Dr. William A. Dolan, a member of the American Medical Association board of trustees, also testified before the committee, which is chaired by Rep. Charles Gonzalez (D-Texas).
“The best way to reduce common billing and coding mistakes is through targeted education and outreach, rather than onerous audits performed by outside contractors provided with incentives to deny claims,” he wrote in his testimony.
One of the greatest problems is RAC's ability to designate improper payments based on contractors' judgment of “medical necessity…. We do not think that these reviews are appropriate for the RAC program and believe that they exceed the authority imparted to the RAC by Congress. These reviews should be conducted by clinicians with relevant experience and expertise,” testified Dr. Michael Schweitz, a practicing rheumatologist from West Palm Beach, Fla.

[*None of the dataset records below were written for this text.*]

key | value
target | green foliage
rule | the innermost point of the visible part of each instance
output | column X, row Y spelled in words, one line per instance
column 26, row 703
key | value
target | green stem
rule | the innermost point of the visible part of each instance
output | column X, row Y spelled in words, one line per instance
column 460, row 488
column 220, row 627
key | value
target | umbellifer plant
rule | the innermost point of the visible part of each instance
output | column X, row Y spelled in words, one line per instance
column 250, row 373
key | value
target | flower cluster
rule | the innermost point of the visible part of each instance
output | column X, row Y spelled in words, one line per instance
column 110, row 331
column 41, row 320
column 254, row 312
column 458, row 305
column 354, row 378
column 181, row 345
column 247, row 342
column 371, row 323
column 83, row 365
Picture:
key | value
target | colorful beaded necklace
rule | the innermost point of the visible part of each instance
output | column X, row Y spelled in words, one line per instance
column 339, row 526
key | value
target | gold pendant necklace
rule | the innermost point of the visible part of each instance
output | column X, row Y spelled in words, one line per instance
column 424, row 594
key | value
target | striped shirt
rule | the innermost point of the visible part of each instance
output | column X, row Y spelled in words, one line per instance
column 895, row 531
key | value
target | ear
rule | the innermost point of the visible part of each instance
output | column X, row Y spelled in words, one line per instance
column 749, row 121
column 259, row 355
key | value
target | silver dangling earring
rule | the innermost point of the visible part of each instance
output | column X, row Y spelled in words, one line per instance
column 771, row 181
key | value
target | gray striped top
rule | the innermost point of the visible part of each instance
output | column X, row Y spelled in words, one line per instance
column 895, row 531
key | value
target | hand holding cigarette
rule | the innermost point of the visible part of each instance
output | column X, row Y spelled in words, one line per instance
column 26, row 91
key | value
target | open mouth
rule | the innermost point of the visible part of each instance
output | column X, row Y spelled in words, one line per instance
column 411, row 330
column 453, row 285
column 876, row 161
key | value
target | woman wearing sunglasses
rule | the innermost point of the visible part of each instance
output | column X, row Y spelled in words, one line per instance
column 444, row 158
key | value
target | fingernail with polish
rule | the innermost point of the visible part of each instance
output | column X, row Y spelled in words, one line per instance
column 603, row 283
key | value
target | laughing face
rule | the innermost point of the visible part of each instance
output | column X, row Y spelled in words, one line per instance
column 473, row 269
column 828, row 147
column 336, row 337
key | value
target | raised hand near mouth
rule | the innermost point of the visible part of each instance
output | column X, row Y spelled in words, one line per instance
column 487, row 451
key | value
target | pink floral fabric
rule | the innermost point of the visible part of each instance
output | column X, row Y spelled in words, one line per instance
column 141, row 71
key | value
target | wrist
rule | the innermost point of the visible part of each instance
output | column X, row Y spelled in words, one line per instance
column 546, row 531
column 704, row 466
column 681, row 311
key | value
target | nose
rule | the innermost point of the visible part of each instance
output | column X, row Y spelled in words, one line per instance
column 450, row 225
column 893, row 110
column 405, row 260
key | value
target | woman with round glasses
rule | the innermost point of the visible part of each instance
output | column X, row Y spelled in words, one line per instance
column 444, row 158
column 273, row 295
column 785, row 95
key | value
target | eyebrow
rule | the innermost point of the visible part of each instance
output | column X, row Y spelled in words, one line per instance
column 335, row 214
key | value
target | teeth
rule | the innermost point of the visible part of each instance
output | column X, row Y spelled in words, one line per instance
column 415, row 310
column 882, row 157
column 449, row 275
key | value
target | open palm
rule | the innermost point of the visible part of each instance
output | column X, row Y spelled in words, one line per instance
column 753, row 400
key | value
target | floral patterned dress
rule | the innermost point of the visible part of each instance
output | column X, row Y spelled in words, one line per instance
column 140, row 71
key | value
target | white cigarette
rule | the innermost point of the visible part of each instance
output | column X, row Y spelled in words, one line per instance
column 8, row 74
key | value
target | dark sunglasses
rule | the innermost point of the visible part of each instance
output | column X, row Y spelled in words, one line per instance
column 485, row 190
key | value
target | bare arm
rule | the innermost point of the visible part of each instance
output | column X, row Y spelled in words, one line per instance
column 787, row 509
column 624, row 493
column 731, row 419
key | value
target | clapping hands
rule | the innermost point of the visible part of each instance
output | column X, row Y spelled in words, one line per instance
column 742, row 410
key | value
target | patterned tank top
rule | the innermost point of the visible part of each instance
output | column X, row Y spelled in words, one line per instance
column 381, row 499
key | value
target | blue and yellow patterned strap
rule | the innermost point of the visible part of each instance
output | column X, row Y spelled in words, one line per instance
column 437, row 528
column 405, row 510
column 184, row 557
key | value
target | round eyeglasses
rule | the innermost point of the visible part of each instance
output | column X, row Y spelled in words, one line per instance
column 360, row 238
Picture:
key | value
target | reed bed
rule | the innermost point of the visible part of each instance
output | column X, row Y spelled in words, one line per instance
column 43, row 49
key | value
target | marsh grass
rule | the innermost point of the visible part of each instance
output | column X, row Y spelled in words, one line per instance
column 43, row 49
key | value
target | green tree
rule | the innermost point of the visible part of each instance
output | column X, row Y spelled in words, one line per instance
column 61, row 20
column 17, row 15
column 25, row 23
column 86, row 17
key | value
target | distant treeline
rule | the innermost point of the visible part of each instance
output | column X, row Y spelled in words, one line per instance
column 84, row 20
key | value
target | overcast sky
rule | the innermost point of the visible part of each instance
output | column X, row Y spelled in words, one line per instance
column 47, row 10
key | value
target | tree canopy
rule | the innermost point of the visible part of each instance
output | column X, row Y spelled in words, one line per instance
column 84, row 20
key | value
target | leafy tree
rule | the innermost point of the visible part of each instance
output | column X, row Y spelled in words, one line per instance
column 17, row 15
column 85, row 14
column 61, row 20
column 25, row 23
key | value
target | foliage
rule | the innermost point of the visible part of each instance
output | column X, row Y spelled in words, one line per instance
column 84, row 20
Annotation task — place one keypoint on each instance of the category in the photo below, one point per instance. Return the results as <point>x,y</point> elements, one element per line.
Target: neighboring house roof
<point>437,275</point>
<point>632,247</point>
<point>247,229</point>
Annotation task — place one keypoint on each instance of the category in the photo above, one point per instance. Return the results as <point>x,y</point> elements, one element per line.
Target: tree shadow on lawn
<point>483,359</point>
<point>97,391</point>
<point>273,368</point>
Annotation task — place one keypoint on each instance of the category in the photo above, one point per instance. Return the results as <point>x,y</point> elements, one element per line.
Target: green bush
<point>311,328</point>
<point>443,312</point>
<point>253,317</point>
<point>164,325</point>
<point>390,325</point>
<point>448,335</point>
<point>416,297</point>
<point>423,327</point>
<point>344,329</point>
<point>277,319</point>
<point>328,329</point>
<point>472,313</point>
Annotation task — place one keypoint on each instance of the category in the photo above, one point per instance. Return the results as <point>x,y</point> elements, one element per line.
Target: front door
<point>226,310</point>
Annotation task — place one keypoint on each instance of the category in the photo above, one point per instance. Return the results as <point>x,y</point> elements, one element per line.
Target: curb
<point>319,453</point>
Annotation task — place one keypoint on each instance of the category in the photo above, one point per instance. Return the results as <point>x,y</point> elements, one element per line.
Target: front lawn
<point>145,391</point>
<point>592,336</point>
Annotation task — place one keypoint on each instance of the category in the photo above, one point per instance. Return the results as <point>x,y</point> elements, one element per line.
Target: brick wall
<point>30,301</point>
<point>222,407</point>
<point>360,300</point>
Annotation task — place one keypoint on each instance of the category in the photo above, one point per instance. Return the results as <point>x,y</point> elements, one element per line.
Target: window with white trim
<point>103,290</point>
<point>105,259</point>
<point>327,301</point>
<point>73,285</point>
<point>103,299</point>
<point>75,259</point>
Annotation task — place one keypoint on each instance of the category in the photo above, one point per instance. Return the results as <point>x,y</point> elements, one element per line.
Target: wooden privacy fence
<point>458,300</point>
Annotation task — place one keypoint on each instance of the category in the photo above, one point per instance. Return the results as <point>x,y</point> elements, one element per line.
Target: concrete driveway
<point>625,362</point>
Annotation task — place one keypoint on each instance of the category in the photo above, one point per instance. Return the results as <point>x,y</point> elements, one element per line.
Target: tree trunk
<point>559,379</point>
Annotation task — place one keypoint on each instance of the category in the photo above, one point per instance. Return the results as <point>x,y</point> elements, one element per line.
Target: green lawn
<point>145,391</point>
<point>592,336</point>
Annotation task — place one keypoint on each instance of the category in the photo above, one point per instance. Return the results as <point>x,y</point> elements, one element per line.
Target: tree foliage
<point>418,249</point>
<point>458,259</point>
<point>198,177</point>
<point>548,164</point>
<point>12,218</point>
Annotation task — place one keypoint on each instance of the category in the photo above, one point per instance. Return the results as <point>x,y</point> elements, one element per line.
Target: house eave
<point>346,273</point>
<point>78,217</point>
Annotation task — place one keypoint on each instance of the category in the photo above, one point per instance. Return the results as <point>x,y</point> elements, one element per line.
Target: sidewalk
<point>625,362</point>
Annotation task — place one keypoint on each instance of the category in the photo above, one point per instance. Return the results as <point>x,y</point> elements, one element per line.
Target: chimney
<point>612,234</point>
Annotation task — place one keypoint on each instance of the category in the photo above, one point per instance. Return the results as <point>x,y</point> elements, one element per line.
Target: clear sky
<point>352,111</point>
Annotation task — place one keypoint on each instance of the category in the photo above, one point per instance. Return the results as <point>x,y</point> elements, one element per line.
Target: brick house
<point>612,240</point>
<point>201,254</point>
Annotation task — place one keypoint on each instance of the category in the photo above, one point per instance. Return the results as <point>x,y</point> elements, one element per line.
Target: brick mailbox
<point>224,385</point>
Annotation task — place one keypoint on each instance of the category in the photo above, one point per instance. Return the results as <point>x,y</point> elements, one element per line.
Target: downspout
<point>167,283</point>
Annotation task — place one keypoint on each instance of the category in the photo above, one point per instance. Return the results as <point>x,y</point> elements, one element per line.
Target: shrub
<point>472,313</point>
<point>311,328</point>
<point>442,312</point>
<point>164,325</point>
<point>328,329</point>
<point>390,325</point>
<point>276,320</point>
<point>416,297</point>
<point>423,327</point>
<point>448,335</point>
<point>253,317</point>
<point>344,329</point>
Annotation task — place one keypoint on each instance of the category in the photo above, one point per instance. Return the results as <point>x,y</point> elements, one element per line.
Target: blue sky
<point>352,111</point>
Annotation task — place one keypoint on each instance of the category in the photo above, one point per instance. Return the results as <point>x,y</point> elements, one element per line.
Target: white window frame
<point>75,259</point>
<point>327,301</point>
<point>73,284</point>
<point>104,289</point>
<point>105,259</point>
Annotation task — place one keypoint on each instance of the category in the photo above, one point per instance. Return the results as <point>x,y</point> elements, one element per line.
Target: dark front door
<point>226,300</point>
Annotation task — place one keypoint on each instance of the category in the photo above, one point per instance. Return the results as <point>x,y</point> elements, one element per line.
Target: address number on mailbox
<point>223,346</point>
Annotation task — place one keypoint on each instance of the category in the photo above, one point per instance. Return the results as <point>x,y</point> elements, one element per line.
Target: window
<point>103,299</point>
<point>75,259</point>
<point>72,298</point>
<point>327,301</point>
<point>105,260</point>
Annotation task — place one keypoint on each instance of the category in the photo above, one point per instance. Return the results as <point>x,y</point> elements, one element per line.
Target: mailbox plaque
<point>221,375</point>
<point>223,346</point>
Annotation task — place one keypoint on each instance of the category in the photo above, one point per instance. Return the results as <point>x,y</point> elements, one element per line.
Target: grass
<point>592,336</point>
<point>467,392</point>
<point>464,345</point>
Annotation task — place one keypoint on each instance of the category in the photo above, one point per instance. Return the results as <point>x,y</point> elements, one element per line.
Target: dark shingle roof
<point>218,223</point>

Mr. Timothy B. Hill, chief financial officer and director of CMS' office of financial management, testified that once the RAC program is made permanent in 2010, each contractor will be required to have a medical director who oversees medical necessity questions. This was not the case in the demonstration project.
Another request, voiced by Dr. Dolan, was that program contractors be prohibited from reviewing claims from the past 12 months, which may be “still under review by carriers and other fiscal intermediaries.” He also called for a limit on the number of medical records requested from individual physicians. “I know of a urologist in California who was hit with 50 RAC requests,” he said.
“CMS should also raise the minimum claim level from $10 to at least $25,” he added. In a question-and-answer period after the testimony, Dr. Dolan amended his recommendation to $100.
Mr. Hill said that contractors are paid a commission on all of the improper payments they recover. “The incentive to identify underpayments is exactly the same as the incentive to identify overpayments,” he said. However, in 10 years of sampling “the vast majority of the improper payments” are overpayments.”